Professor Thomas presented a superb summing up, but the winner, Dr. McGavin, won the day with his persuasive argument, explaining how one quarter of a million species of flowering plants depend on bees, many species are crucial to world agriculture, and without them, we would lose flowering plants, as well as numerous fruit and vegetables.

Among the major causes of bee declines are habitat loss and fragmentation, increasing the use of insecticides, and diseases.

Namely, 70% of our food supply relies on bees, and the pollination they make allows the reproduction of plants, which are in turn, food for millions of animals.

About 250,000 species of flowering plants depend on bees for pollination, any of which are vital for world agriculture.

Bees increase the yields of around 90 crops, including apples, blueberries, and cucumbers by up to 30%, so in a world without bees, many fruits and vegetables would become scarce and prohibitively expensive.

Moreover, numerous medicines, both conventional and alternative remedies, come from flowering plants.

Cotton is another essential product pollinated by the bee.

On the other hand, a lot of birds and small mammals feed off the berries and seeds that rely on bee pollination, so if they die of hunger, their predators – the omnivores or carnivores that continue the food chain, would starve as well.

According to Dr. George McGavin:

“Bee populations are in freefall. A world without bees would be totally catastrophic.”

Therefore, the Earthwatch audience should be applauded for heading his call and voting to save them, and the entire planet with it.

A study conducted by the Apiculture Entrepreneurship Center of the Universidad Mayor (CeapiMayor) and the Apiculture Corporation of Chile (Cach) with the support of the Foundation for Agrarian Innovation (FIA) found that the bee is the only living being that it is not a carrier of any type of pathogen, regardless of whether it is a fungus, a virus or a bacterium.

Additionally, the honey they produce is an invaluable natural product that offers countless health benefits. The honey produced by bees, not only serves as food, but also provide many benefits to our health and our skin.

Albert Einstein once said that in case the bees disappear, “humans would have 4 years to live.”

Unfortunately, recent studies show a dramatic decline of the bees’ number as almost 90 percent of the bee population has disappeared in the last few years.

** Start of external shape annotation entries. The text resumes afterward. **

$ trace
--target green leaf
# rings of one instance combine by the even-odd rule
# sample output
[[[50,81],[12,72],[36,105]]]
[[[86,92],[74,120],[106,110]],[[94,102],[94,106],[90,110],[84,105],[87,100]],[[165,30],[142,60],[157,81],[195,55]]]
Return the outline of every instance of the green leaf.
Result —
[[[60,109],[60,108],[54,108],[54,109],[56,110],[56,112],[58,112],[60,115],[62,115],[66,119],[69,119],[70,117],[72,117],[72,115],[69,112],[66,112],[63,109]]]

The main causes include massive deforestation, lack of safe places for nests, lack of flowers, the uncontrolled use of herbicides and pesticides, and changes in the soil.

Lately, people started to realize the importance of the bees and many animal rights groups are trying their best for the conservation of the species, and numerous celebrities have also joined the cause.

Even though the harmful practices are entrenched in production and agriculture, there are ways in which we could save the bees, and these are the main guidelines:

  • Prohibit, not reduce, the use of toxic pesticides.
  • Promote completely natural agricultural alternatives.
  • Perform constant research and monitoring of the health, welfare, and conservation of bees.